Cortázar, los intelectuales y Cuba



Retamar y Cortázar, en Casa, 1979.
La relación de Cortázar con Roberto Fernández Retamar y la Casa de las Américas fue la de una amistad sólida en lo personal y nunca complaciente en la esfera de lo político, que comenzó en 1963, en los años iniciales del proceso revolucionario cubano. Existen dos cartas, en medio de la copiosa correspondencia entre Cortázar y Retamar, que he considerado emblemáticas para ejemplificar el compromiso solidario de Cortázar con Cuba y el socialismo, así como para entender su posición política despojada de sectarismo y expresada siempre con sentido lúdico.
La primera carta es del 10 de mayo de 1967 y fue publicada en la revista Casa en ese mismo año. Cortázar la incluyó en el tomo II de Último round (1969) con una nota que explicaba la incorporación de la carta bajo el título “Acerca de la situación del intelectual latinoamericano”, “puesto que razones de gorilato mayor impiden que la revista citada llegue al público latinoamericano”[1]. Lo primero que hace Cortázar es quitarle solemnidad al tono de lo que implica el tratamiento de tal asunto volviéndolo coloquial y ubica su propio lugar de enunciación, que es el de un escritor de ficción y no el de un teórico de la política: “…me considero sobre todo como un cronopio que escribe cuentos y novelas sin otro fin que el perseguido ardorosamente por todos los cronopios, es decir su regocijo personal”. Casi enseguida, ensaya una primera definición del asunto que sintetiza en esta frase: “En última instancia, tú y yo sabemos de sobra que el problema del intelectual contemporáneo es uno solo, el de la paz fundada en la justicia social”.
En la carta, Cortázar desarrolla el tema del desarraigo del escritor. Reconoce, desde un inicio, la dificultad que entraña para él hablar sobre el intelectual latinoamericano toda vez que se marchó de Argentina en 1951 y que ha hecho de Francia su casa.
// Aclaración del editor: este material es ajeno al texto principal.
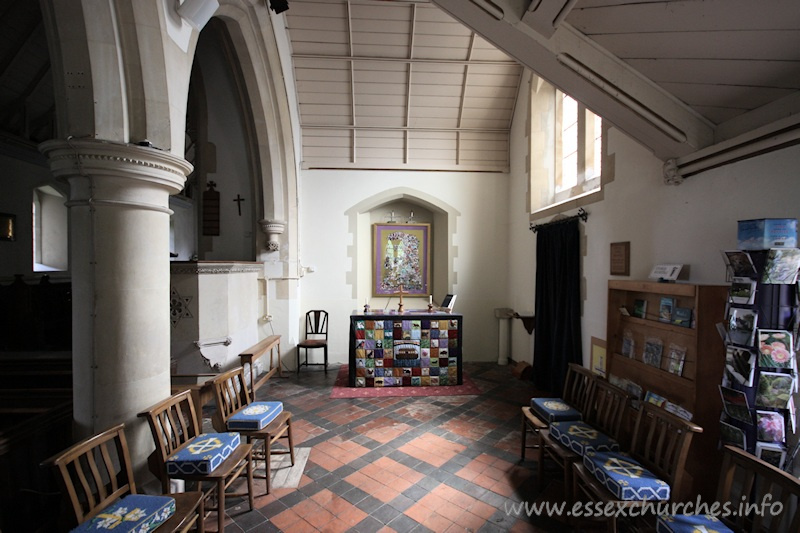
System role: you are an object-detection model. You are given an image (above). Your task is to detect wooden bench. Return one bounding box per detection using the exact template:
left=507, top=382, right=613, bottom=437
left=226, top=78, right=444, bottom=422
left=170, top=372, right=219, bottom=419
left=239, top=335, right=283, bottom=394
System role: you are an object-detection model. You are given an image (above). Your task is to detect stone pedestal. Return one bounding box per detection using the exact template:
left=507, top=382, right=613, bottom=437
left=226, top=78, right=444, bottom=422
left=170, top=261, right=264, bottom=377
Cortázar dice que en Francia, lugar con el que se siente plenamente identificado para vivir, escribir y envejecer dado su temperamento, descubrió el sentido de lo latinoamericano. “De mi país se alejó un escritor para quien la realidad, como la imaginaba Mallarmé, debía culminar en un libro; en París nació un hombre para quien los libros deberán culminar en la realidad”. Cortázar reconoce que sus dos viajes a Cuba, que fueron su retorno a Latinoamérica, al mismo tiempo, marcaron su adhesión final al socialismo:

Comprendí que el socialismo, que hasta entonces me había parecido una corriente histórica aceptable e incluso necesaria era la única corriente de los tiempos modernos que se basaba en el hecho humano esencial, en el ethos tan elemental como ignorado por las sociedades en que me tocaba vivir, en el simple, inconcebiblemente difícil y simple principio de que la humanidad empezará verdaderamente a merecer su nombre el día en que haya cesado la explotación del hombre por el hombre.[2]

En esta carta a Retamar, y dado su tono coloquial, Cortázar se muestra reacio a definiciones cerradas y prefiere evidenciar sus dudas personales en lo que se refiere a su propia militancia. Esta actitud de duda permanente, de búsqueda de sus propias contradicciones, de evitar frases solemnes, es un testimonio de la sencillez de Cortázar al momento de enfrentar temas complejos. No obstante, al momento de afirmar su compromiso político deja en claro lo que significa su acción personal y lo que tiene que ver con su escritura. No está de acuerdo con “el arte al servicio de las masas” pero, al mismo tiempo, considera que todo escritor debe ser “testigo de su tiempo”. Sobre esta dicotomía están asentadas sus definiciones ética y estética. Esta postura es resumida así:

Por una parte, mi hasta entonces vago compromiso personal e intelectual con la lucha por el socialismo entraría, como ha entrado, en un terreno de definiciones concretas, de colaboración personal allí donde pudiera ser útil. Por otra parte, mi trabajo de escritor continuaría el rumbo que le marca mi manera de ser, y aunque en algún momento pudiera reflejar ese compromiso (como algún cuento que conoces y que ocurre en tu tierra) [“Reunión”] lo haría por las mismas razones de libertad estética que ahora me están llevando a escribir una novela que ocurre prácticamente fuera del tiempo y del espacio históricos [62 Modelo para armar].[3]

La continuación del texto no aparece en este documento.